Essentially, Viva Engage is meant to replace the passing conversations and idle water cooler talk that has dried up in the work-from-home era. While you might still have regular conversations with your closest colleagues via video chat and messaging apps, you likely talk to people from other teams or outside of your immediate circle much less frequently.

Microsoft's Viva Engage is a social media app for the office. (Image: Microsoft)
Microsoft's Viva Engage is a social media app for the office. (Image: Microsoft)

You've likely experienced this if you've been working remotely, yourself. While it's nice to be able to throw dinner in the oven during the workday, chances are you're not going to run into a coworker in your kitchen.

Workplace communication platforms have massively grown in importance throughout the pandemic, as Slack and Zoom (ZM) became verbs and millions began using Microsoft Teams, Google Meet, and more. These platforms can be worth billions – case in point, Slack was acquired in 2021 by Salesforce (CRM) in a $27.7 billion transaction.

Microsoft, which allows most of its employees to work from home 50% of the time, has been pushing remote work capabilities including its Skype and Teams software as a means to stay in touch while away from the office.

Viva Engage is an extension of those efforts, though with a focus on company culture and overall engagement.

Users get a profile page, similar to what they’d see on something like Facebook, and are able to post status updates, photos, videos, and essentially anything else you’d find on a social network.

The twist is that all of those posts are visible to all of your coworkers. So you should probably save those photos of you shotgunning a half dozen White Claw at your nephew’s birthday party for Instagram.

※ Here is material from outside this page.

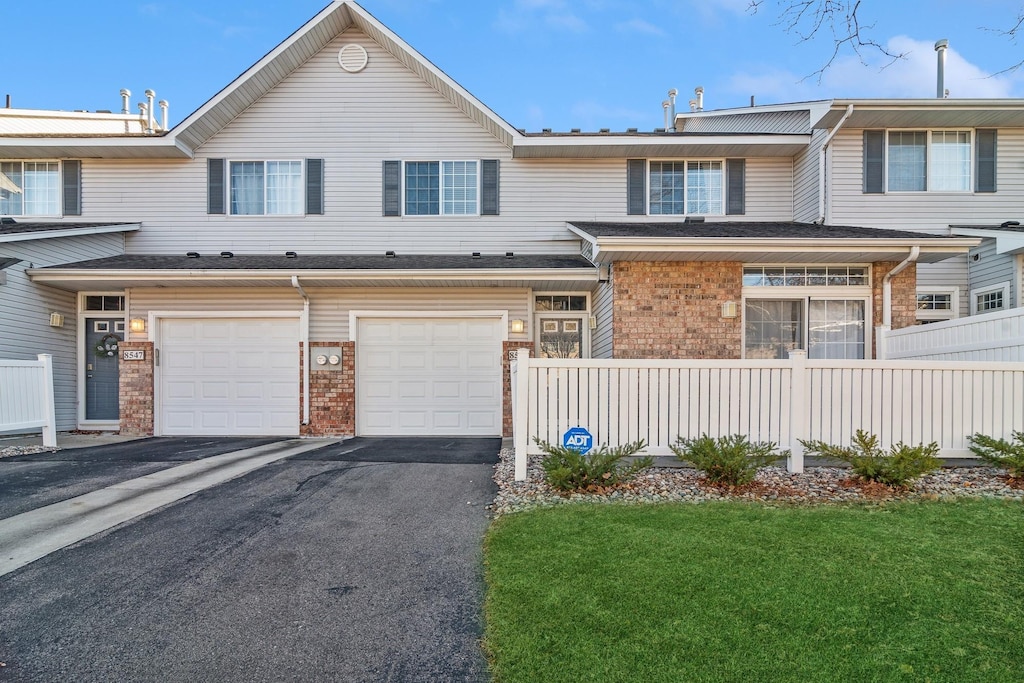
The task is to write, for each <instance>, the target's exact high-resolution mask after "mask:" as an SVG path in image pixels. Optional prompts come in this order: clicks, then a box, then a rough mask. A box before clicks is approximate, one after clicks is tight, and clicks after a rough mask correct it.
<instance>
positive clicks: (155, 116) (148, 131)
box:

The app also features community groups that you can join to share ideas with employees from across your company. Holme cited an example of a salesperson joining a group to better understand general best practices, or an employee joining an IT group meant to discuss ways to use certain technologies within a business.

You'll be able to post everything from photos and videos to standard status updates. But everyone in your company will be able to see them. (Image: Microsoft)
You'll be able to post everything from photos and videos to standard status updates. But everyone in your company will be able to see them. (Image: Microsoft)

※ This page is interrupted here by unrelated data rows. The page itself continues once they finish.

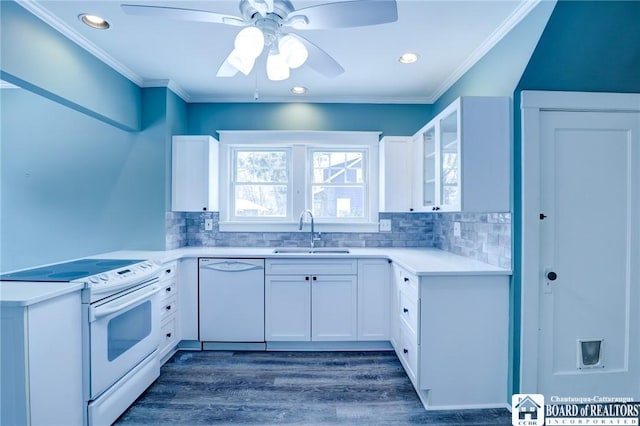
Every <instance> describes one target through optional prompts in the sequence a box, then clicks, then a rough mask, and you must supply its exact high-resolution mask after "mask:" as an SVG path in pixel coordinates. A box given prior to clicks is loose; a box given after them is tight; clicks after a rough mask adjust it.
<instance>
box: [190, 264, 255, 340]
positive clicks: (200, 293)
mask: <svg viewBox="0 0 640 426" xmlns="http://www.w3.org/2000/svg"><path fill="white" fill-rule="evenodd" d="M198 288H199V297H198V311H199V319H200V327H199V334H200V336H199V338H200V341H201V342H204V343H205V344H206V342H247V343H263V342H264V259H221V258H208V257H207V258H199V260H198Z"/></svg>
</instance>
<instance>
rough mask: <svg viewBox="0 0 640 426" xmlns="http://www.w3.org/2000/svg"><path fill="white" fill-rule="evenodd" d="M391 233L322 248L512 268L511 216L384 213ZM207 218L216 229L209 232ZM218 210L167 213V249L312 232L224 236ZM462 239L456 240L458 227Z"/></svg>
mask: <svg viewBox="0 0 640 426" xmlns="http://www.w3.org/2000/svg"><path fill="white" fill-rule="evenodd" d="M379 218H380V219H390V220H391V232H370V233H347V232H323V233H322V235H321V240H320V241H318V242H317V243H316V244H317V246H318V247H437V248H440V249H442V250H447V251H451V252H453V253H456V254H459V255H462V256H465V257H471V258H474V259H478V260H481V261H483V262H487V263H490V264H492V265H496V266H502V267H506V268H510V267H511V214H510V213H480V214H478V213H473V214H470V213H435V214H434V213H380V215H379ZM205 219H212V221H213V229H212V230H211V231H205V230H204V221H205ZM219 219H220V216H219V213H218V212H193V213H192V212H188V213H184V212H168V213H167V215H166V248H167V249H175V248H179V247H185V246H194V247H304V246H306V245H307V244H308V239H309V233H308V232H220V231H219V227H218V223H219ZM455 222H458V223H460V231H461V232H460V236H454V223H455Z"/></svg>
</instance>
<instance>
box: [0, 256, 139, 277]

According to Holme, Viva Engage also serves as a means for workers to keep up with each other without having to follow each other on consumer social media platforms.

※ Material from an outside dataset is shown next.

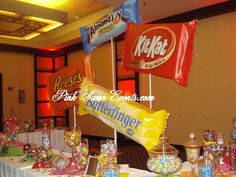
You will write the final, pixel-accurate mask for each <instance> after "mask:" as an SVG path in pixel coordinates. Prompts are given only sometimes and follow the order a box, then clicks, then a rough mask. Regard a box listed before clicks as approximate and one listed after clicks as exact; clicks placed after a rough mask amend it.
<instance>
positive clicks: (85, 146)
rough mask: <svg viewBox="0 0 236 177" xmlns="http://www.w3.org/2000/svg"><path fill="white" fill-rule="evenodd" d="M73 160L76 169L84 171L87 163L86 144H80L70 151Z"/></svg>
mask: <svg viewBox="0 0 236 177" xmlns="http://www.w3.org/2000/svg"><path fill="white" fill-rule="evenodd" d="M72 155H73V156H74V157H73V160H74V163H75V165H76V166H77V168H78V169H83V170H85V168H86V165H87V163H88V143H83V142H82V143H80V145H79V146H77V147H76V148H73V150H72Z"/></svg>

“A lot of people at work don't follow their colleagues on social media, and sometimes that's for very specific reasons, right? They're sharing things on their personal social media that they really don't feel comfortable sharing with their colleagues,” Holmes said.

Conversely, Holme explained, there are some things you can share on a work-centric social media platform that you can’t on a public platform. For example, a new product you’re working on, or reaching an important internal milestone that you’re celebrating with colleagues, but can’t mention on TikTok.

Social media platforms, however, are also a breeding ground for toxic conversations and content. To that end, Microsoft says it has worked to create the ability to block specific content and provides the option to shutdown conversations entirely.

Holme, however, also pointed to the fact that some heated conversations can lead companies to implement large scale improvements. He cited an example of a debate about diversity at Microsoft that allowed the company to move forward with its stance that it needs to embrace more diversity.

“The technology gives you new ways of conversations and to respond to them. But in the end, it's helping people understand how to align their own personal beliefs and behaviors with the expectations of the organization,” Holme said.